L'Allemagne est-elle démunie face à l’extrême droite ?

40 min
À retrouver dans l'émission

Les manifestations anti-migrants se succèdent depuis plus d’une semaine à Chemnitz, en Allemagne. Face à l’émergence d’un discours raciste décomplexé, les autorités semblent avoir été prises de cours. Comment l’Allemagne peut-elle endiguer cette montée de l’extrême droite ?

Des manifestants de droite crient derrière une rangée de policiers à Chemnitz, en Allemagne, le 1er septembre 2018.
Des manifestants de droite crient derrière une rangée de policiers à Chemnitz, en Allemagne, le 1er septembre 2018. Crédits : MARTIN DIVISEK - Maxppp

Les organisateurs n’en espéraient pas tant : 50 000 personnes ont assisté à un concert contre la xénophobie hier soir à Chemnitz, dans l’est de l’Allemagne. Certes, le concert était gratuit, mais cela n’enlève rien à la démonstration de force proposée par le public, en réaction aux manifestations, parfois violentes, organisées depuis plusieurs jours dans la ville par l’extrême droite.

C’est la mort d’un homme, tué quelques jours plus tôt de plusieurs coups de couteau, qui a servi d’élément déclencheur. Le principal suspect est un demandeur d’asile irakien : preuve de la dangerosité des immigrés pour le parti AfD (Alternative für Deutschland), qui s’était déjà emparé d’un autre fait divers il y a quelques mois, cette fois dans l’ouest du pays, pour dénoncer la présence des migrants sur le sol allemand.

Il faut dire que le sujet est particulièrement inflammable en Allemagne. Il y a un an, suite à une campagne dénonçant la politique migratoire menée par Angela Merkel, l’AfD faisait son entrée au Bundestag, le Parlement allemand : une première pour l’extrême-droite depuis la fin de la seconde guerre mondiale.

Depuis, il semblerait qu’un tabou a été levé : l’Allemagne se découvre plus xénophobe qu’elle n’imaginait l’être.
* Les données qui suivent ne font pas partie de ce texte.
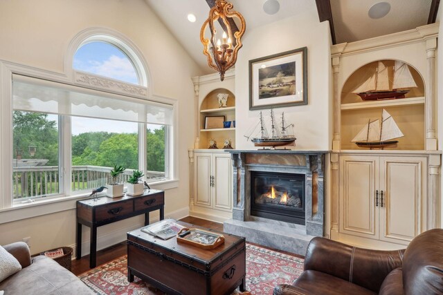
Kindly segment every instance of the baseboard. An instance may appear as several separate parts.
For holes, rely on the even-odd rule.
[[[173,218],[173,219],[181,219],[186,216],[189,216],[189,207],[183,207],[179,209],[179,210],[174,211],[172,212],[169,212],[165,214],[165,218]],[[143,218],[141,217],[141,220]],[[116,227],[116,229],[113,229],[111,232],[105,234],[98,234],[97,236],[97,251],[101,250],[102,249],[107,248],[108,247],[111,247],[114,245],[118,244],[124,240],[126,240],[126,233],[128,231],[131,231],[134,229],[141,227],[144,225],[143,221],[144,218],[142,221],[139,222],[136,222],[135,224],[132,224],[130,225],[127,225],[125,227]],[[153,223],[159,221],[159,216],[154,216],[150,218],[150,223]],[[125,220],[122,220],[121,222],[116,222],[114,225],[118,226],[119,224],[123,223]],[[98,228],[100,229],[100,227]],[[88,235],[89,238],[89,235]],[[82,240],[82,256],[84,256],[85,255],[89,254],[89,247],[90,247],[90,241],[91,240],[88,238],[87,240]],[[72,259],[75,258],[75,253],[76,253],[76,245],[71,245],[69,247],[73,248],[73,254],[72,254]]]

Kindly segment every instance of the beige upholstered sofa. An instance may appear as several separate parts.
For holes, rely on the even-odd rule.
[[[14,242],[3,248],[21,265],[21,270],[0,282],[5,295],[93,294],[73,273],[44,256],[30,257],[28,245]]]

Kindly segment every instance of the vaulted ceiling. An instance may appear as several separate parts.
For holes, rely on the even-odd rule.
[[[145,0],[181,44],[205,73],[212,73],[203,55],[200,29],[208,18],[214,0]],[[229,0],[228,0],[229,1]],[[275,0],[271,0],[275,1]],[[435,21],[440,0],[277,0],[279,10],[274,15],[264,11],[265,0],[230,0],[234,10],[244,16],[246,31],[278,20],[296,16],[307,10],[316,10],[319,21],[329,21],[334,44],[352,42],[413,29]],[[379,19],[372,19],[368,12],[389,12]],[[190,22],[187,16],[192,13],[197,21]]]

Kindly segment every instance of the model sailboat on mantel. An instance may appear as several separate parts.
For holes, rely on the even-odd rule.
[[[394,118],[383,109],[381,113],[381,124],[379,119],[372,121],[360,131],[359,134],[352,140],[359,147],[381,148],[396,147],[398,140],[395,138],[404,136],[400,129],[394,121]]]
[[[417,87],[408,65],[395,61],[393,71],[379,61],[375,73],[352,91],[363,100],[404,98],[411,87]]]

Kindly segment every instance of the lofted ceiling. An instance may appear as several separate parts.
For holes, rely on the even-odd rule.
[[[202,73],[213,73],[207,65],[200,42],[200,29],[208,18],[211,0],[145,0],[179,40]],[[264,12],[265,0],[230,0],[234,10],[245,19],[248,30],[278,20],[317,10],[319,21],[329,21],[334,44],[352,42],[413,29],[435,22],[440,0],[278,0],[280,10],[274,15]],[[387,2],[390,10],[383,17],[369,17],[370,8]],[[187,16],[194,14],[195,23]]]

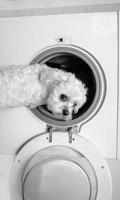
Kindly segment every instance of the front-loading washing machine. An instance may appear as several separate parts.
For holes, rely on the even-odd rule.
[[[88,88],[70,121],[46,106],[0,110],[0,153],[12,157],[3,197],[110,200],[105,158],[117,153],[117,13],[7,18],[0,26],[1,65],[46,63]]]

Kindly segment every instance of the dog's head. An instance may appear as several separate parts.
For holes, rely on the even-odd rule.
[[[57,118],[69,121],[86,102],[87,88],[71,75],[67,80],[54,81],[49,89],[47,108]]]

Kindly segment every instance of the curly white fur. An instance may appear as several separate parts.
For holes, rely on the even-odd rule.
[[[61,101],[60,95],[67,96]],[[72,73],[53,69],[43,64],[11,66],[0,69],[0,107],[30,106],[46,104],[59,118],[69,120],[86,102],[87,89]],[[69,114],[63,115],[68,109]]]

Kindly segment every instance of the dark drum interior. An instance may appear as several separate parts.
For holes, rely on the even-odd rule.
[[[85,83],[86,87],[88,88],[87,101],[80,108],[79,112],[73,116],[73,119],[83,115],[92,105],[96,94],[96,80],[90,66],[82,58],[70,53],[54,54],[54,57],[52,56],[52,58],[47,59],[45,63],[52,68],[58,68],[67,72],[72,72],[75,74],[76,78]],[[48,111],[46,106],[42,107]]]

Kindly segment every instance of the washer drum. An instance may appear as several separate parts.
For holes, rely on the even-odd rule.
[[[56,118],[45,106],[32,109],[32,112],[48,125],[70,127],[91,119],[103,104],[106,94],[105,75],[99,62],[86,50],[73,45],[54,45],[39,52],[30,64],[47,64],[72,72],[88,88],[87,101],[70,121]]]

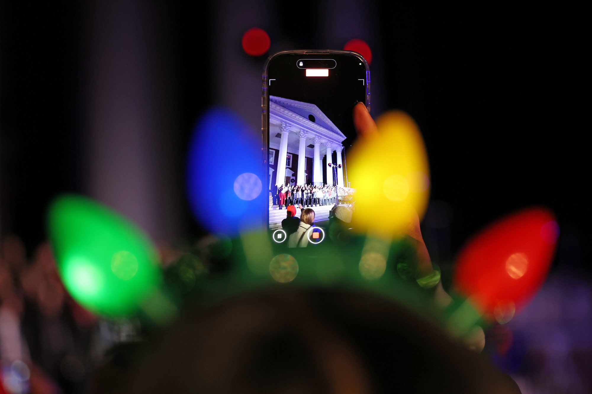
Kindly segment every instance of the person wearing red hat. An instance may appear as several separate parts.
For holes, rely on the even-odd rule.
[[[300,219],[296,217],[296,207],[294,205],[288,205],[286,210],[286,218],[282,221],[282,228],[286,232],[286,236],[289,237],[298,230]]]

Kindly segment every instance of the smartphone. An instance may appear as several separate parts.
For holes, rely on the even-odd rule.
[[[268,232],[276,250],[322,248],[350,221],[355,185],[347,161],[358,102],[369,111],[370,71],[356,52],[285,51],[265,63],[263,161]],[[333,221],[340,226],[332,227]]]

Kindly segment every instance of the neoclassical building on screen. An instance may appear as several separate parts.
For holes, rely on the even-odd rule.
[[[269,188],[334,185],[333,169],[329,165],[332,163],[337,164],[337,185],[347,186],[342,160],[345,138],[314,104],[270,96]]]

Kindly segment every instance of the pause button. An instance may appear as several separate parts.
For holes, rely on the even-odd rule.
[[[281,244],[285,241],[288,235],[286,234],[286,232],[281,228],[274,231],[274,234],[272,235],[272,238],[274,238],[274,241],[278,244]]]

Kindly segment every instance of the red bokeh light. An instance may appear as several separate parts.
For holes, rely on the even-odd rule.
[[[459,254],[456,290],[484,313],[510,301],[517,309],[545,280],[558,235],[553,214],[544,208],[523,209],[493,223]]]
[[[363,56],[369,64],[372,62],[372,51],[370,50],[370,47],[363,40],[359,38],[350,40],[343,47],[343,49],[346,51],[358,52]]]
[[[253,27],[243,34],[243,49],[251,56],[260,56],[269,50],[271,41],[263,29]]]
D’où sans doute la difficulté, pour une partie de la classe politique, à trouver la réponse adéquate pour endiguer cette irrésistible progression.

"L’Allemagne est-elle démunie face à l’extrême droite ?"

Extraits de l'émission : 

Johann Chapoutot : " Désormais, après avoir bradé leur jeunesse, après avoir bradé leur pays, après les avoir plongé dans un contexte économique et social où le chômage est massif, on leur dissout l'Allemagne. C'est un peu le sentiment des classes moyennes, ou que les classes défavorisées peuvent avoir aussi, d'être les grands perdants de l'Histoire, encore et encore."

Nele Wissman : "Deux pistes sont creusées actuellement en Allemagne : est-ce qu'on interdit tout les groupements néo-nazis ? C'est difficile, car ils vont se reformer, et avec internet, il est très difficile de les observer. Deuxième piste, mettre plus de budget pour les initiatives car aujourd'hui, et on le critique, il s'agit plutôt de petits budgets à court terme ."

Liens : 

A Chemnitz, des manifestations parallèles révèlent les deux visages de l’Allemagne: par Thomas Wieder, pour Le Monde, le 02/09/2018.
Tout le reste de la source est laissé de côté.